20代〜30代向けの店だった。基本的にショップ店員は働く店の服を社員割引で購入して、それを着る店が多いと思うが、私の働いた店には私服でもよかった。店長も優しいし、空いた時間に働けるし、悪い店ではなかった。
初めてのショップ店員のアルバイトで、知らないことが多かった。
・「いらっしゃいませ。」は大きな声でこれでもかっというほどたくさん言わなければいけない。
・来店したお客さんに必ず声掛けをしなければいけない。
知らない人にフレンドリーに話しかけるのって難しい。というか、何から話し始めればいいんだろう。職場の先輩の接客を観察してみる。
「試着できますよ。」と声をかけるのはまだいいのだが、一番わからないのが、
「それかわいいですよね!」
「私もそれ買いました!」
だから何?と思ってしまう。可愛いとかは人それぞれの考えだし、店員が何を買ったなんて興味ないだろうに。でも、とりあえず先輩の真似して声をかける。
・人のお客をとってはいけない。
慣れないが、それでもなんとか一所懸命接客してみた。別のサイズはあるか、色違いの商品はあるか、自分なりに接客を頑張ってみたのだが、店の裏に行くと・・・
先輩スタッフ『そのお客さんは○○さんのだから!』
ショップ店員にはそれぞれ売り上げ目標があって、給与が上がったり、昇給に関わってくるんだ!わたしはすっかり、お店の売り上げをみんなであげればいいと思っていた。

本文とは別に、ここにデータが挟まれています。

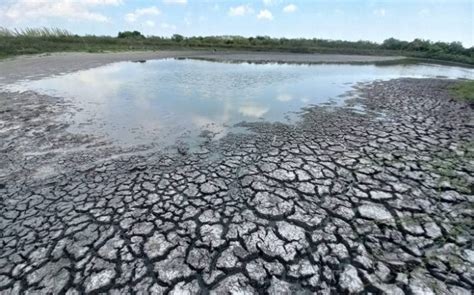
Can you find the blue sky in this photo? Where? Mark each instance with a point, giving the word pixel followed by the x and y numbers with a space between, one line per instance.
pixel 444 20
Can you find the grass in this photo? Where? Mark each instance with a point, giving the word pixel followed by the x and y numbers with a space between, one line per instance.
pixel 464 90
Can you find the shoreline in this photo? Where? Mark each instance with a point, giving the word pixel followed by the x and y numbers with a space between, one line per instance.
pixel 337 202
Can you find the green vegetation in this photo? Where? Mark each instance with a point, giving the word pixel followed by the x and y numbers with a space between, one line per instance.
pixel 30 41
pixel 464 90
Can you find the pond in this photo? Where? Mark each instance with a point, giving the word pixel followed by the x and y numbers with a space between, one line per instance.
pixel 161 101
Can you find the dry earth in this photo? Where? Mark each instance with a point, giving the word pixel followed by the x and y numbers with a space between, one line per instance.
pixel 341 202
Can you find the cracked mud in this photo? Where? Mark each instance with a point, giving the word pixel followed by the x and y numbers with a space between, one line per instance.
pixel 341 202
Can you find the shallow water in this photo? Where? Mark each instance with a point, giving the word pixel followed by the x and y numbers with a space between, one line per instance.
pixel 162 101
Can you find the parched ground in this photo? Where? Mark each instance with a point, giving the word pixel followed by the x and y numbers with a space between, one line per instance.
pixel 342 202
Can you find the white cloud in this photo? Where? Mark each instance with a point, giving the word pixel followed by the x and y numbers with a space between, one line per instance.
pixel 102 2
pixel 240 10
pixel 178 2
pixel 379 12
pixel 290 8
pixel 139 12
pixel 24 10
pixel 265 14
pixel 284 97
pixel 424 12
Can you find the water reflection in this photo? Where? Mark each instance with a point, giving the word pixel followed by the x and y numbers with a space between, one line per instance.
pixel 158 101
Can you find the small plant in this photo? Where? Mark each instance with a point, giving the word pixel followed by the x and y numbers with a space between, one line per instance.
pixel 130 34
pixel 464 90
pixel 34 32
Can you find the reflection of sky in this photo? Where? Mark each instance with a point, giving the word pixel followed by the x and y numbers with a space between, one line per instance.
pixel 159 100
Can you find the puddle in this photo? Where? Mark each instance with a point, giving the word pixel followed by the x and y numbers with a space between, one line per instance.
pixel 170 100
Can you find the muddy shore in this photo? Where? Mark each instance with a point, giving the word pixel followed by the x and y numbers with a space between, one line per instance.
pixel 339 202
pixel 37 66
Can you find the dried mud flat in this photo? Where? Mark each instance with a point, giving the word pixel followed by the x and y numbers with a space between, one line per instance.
pixel 341 202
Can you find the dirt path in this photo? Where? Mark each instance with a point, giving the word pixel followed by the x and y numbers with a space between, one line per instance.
pixel 37 66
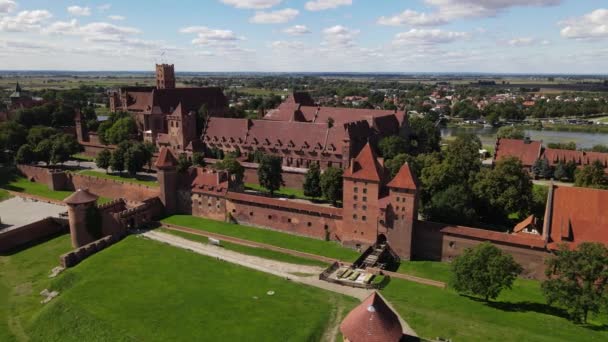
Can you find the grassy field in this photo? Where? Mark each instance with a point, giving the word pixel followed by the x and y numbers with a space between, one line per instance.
pixel 25 186
pixel 123 178
pixel 142 290
pixel 262 253
pixel 519 314
pixel 299 243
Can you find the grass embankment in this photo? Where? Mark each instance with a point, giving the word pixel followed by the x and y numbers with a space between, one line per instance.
pixel 23 185
pixel 328 249
pixel 262 253
pixel 519 314
pixel 147 291
pixel 139 179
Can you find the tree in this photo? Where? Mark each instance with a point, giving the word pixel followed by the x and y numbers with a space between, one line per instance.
pixel 183 164
pixel 270 173
pixel 198 159
pixel 578 279
pixel 312 182
pixel 25 154
pixel 391 146
pixel 103 159
pixel 331 184
pixel 510 132
pixel 591 176
pixel 504 190
pixel 484 271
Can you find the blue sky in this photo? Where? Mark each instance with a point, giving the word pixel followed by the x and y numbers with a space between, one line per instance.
pixel 515 36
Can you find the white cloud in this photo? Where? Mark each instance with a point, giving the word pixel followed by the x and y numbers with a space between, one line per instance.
pixel 428 37
pixel 116 17
pixel 24 20
pixel 448 10
pixel 207 36
pixel 297 30
pixel 321 5
pixel 7 6
pixel 254 4
pixel 589 26
pixel 274 17
pixel 339 36
pixel 79 11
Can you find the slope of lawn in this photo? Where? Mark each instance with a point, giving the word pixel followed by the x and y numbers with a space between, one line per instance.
pixel 299 243
pixel 519 314
pixel 262 253
pixel 23 185
pixel 142 290
pixel 123 177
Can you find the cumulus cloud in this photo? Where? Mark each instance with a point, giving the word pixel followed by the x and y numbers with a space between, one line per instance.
pixel 590 26
pixel 7 6
pixel 79 11
pixel 117 17
pixel 297 30
pixel 321 5
pixel 274 17
pixel 428 37
pixel 24 20
pixel 254 4
pixel 339 36
pixel 448 10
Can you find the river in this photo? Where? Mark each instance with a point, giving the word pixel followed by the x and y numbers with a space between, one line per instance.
pixel 488 136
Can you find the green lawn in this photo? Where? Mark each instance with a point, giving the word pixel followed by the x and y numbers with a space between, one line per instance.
pixel 23 185
pixel 519 314
pixel 309 245
pixel 142 290
pixel 123 178
pixel 263 253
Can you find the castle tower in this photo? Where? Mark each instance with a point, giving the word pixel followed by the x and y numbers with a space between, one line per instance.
pixel 165 76
pixel 80 204
pixel 167 179
pixel 402 212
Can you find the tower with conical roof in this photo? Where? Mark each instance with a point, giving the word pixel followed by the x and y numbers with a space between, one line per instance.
pixel 167 179
pixel 80 204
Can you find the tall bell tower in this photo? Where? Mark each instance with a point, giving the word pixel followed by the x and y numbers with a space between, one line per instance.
pixel 165 76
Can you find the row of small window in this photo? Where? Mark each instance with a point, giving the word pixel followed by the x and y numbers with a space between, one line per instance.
pixel 363 218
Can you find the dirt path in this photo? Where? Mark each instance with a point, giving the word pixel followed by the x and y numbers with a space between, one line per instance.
pixel 278 268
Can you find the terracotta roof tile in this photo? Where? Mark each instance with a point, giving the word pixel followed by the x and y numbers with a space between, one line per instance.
pixel 372 321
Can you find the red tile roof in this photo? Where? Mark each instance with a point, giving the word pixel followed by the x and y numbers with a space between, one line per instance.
pixel 372 321
pixel 526 151
pixel 579 215
pixel 165 159
pixel 365 166
pixel 404 179
pixel 80 196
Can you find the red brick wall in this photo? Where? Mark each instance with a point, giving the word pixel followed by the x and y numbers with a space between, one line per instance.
pixel 29 233
pixel 284 219
pixel 114 189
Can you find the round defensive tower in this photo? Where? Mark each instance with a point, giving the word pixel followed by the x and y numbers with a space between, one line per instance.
pixel 79 204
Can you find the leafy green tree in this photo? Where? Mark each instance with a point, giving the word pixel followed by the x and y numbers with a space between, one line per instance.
pixel 510 132
pixel 25 154
pixel 484 271
pixel 103 159
pixel 591 176
pixel 270 173
pixel 183 164
pixel 506 189
pixel 312 182
pixel 331 184
pixel 392 146
pixel 578 279
pixel 198 159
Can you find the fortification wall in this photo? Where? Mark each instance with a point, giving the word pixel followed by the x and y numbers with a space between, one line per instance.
pixel 284 219
pixel 32 232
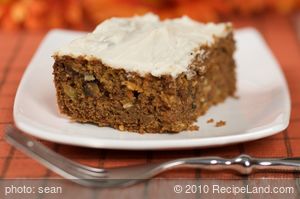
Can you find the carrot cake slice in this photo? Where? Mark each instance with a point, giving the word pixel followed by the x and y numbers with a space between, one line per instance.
pixel 146 75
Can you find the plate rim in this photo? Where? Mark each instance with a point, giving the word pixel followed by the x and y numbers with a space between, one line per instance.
pixel 150 144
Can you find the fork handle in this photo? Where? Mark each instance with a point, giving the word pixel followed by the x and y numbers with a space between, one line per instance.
pixel 243 164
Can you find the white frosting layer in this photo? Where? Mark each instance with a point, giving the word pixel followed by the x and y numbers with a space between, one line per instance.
pixel 144 44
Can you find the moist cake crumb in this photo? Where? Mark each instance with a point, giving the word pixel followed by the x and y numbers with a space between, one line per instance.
pixel 220 123
pixel 211 120
pixel 122 75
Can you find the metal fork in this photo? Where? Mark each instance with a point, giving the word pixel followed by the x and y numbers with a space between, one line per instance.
pixel 122 176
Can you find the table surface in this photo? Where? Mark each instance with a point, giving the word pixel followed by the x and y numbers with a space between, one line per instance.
pixel 280 33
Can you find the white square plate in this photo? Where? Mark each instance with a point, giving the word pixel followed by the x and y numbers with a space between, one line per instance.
pixel 263 107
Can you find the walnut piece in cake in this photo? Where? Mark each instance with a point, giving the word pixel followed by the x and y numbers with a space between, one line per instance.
pixel 145 75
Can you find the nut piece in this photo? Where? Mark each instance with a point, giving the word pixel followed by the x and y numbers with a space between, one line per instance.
pixel 133 86
pixel 69 91
pixel 91 89
pixel 127 105
pixel 89 77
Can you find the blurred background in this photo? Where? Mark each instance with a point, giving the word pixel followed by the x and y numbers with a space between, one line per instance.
pixel 86 14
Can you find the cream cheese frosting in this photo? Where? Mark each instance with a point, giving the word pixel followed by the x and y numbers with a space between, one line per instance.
pixel 145 44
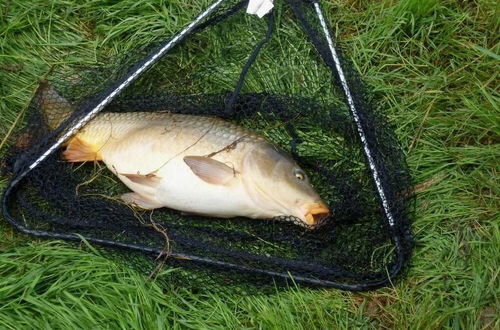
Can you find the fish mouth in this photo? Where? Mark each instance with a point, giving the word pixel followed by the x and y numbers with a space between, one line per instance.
pixel 316 213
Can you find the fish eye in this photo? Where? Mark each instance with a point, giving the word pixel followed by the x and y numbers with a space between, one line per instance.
pixel 299 174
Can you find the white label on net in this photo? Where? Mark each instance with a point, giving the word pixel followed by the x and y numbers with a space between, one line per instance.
pixel 259 7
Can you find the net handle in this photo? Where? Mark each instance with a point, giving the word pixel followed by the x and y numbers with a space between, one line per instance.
pixel 122 84
pixel 102 101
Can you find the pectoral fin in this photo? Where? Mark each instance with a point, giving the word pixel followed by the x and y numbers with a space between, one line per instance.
pixel 140 201
pixel 79 151
pixel 148 180
pixel 210 170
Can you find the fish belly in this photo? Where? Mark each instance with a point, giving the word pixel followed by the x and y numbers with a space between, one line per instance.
pixel 158 149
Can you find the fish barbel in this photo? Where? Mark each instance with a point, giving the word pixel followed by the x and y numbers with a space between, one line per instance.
pixel 195 164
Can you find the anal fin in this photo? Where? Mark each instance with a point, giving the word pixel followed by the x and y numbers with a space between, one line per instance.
pixel 79 151
pixel 140 201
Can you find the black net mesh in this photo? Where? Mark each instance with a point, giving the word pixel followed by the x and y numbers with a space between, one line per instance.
pixel 354 249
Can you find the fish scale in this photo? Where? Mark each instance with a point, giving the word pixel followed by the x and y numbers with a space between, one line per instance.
pixel 196 164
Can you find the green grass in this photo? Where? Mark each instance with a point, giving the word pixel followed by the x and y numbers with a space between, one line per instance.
pixel 431 65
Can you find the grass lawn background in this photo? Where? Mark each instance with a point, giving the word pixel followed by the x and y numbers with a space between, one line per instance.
pixel 433 66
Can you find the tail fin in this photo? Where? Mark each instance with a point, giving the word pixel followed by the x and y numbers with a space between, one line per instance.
pixel 54 108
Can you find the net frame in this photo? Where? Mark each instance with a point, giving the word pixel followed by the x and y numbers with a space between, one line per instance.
pixel 400 235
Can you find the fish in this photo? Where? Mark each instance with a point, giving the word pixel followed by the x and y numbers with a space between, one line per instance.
pixel 195 164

暗黙の了解で、スタッフが一度お客さんに声をかけたら、自分はスッと身を引かなければいけない。その後客さんが私に話しかけてきたとしても。
一度やってみたかったショップ店員。イメージとはなんか違っていた。個人の売り上げばかりを考えて接客しているようで、和気藹々とした雰囲気ではない。実際に仲が悪いわけでもないが。
特に怒られるとか、嫌な思いをすることはなかった。授業、課題、サークル、アルバイト・・・今思えば予定をかなり詰めて行動していたと思う。まあ、こんな学生は山ほどいると思うが、昔から体力のなかった私には体に負担がかかってきていた。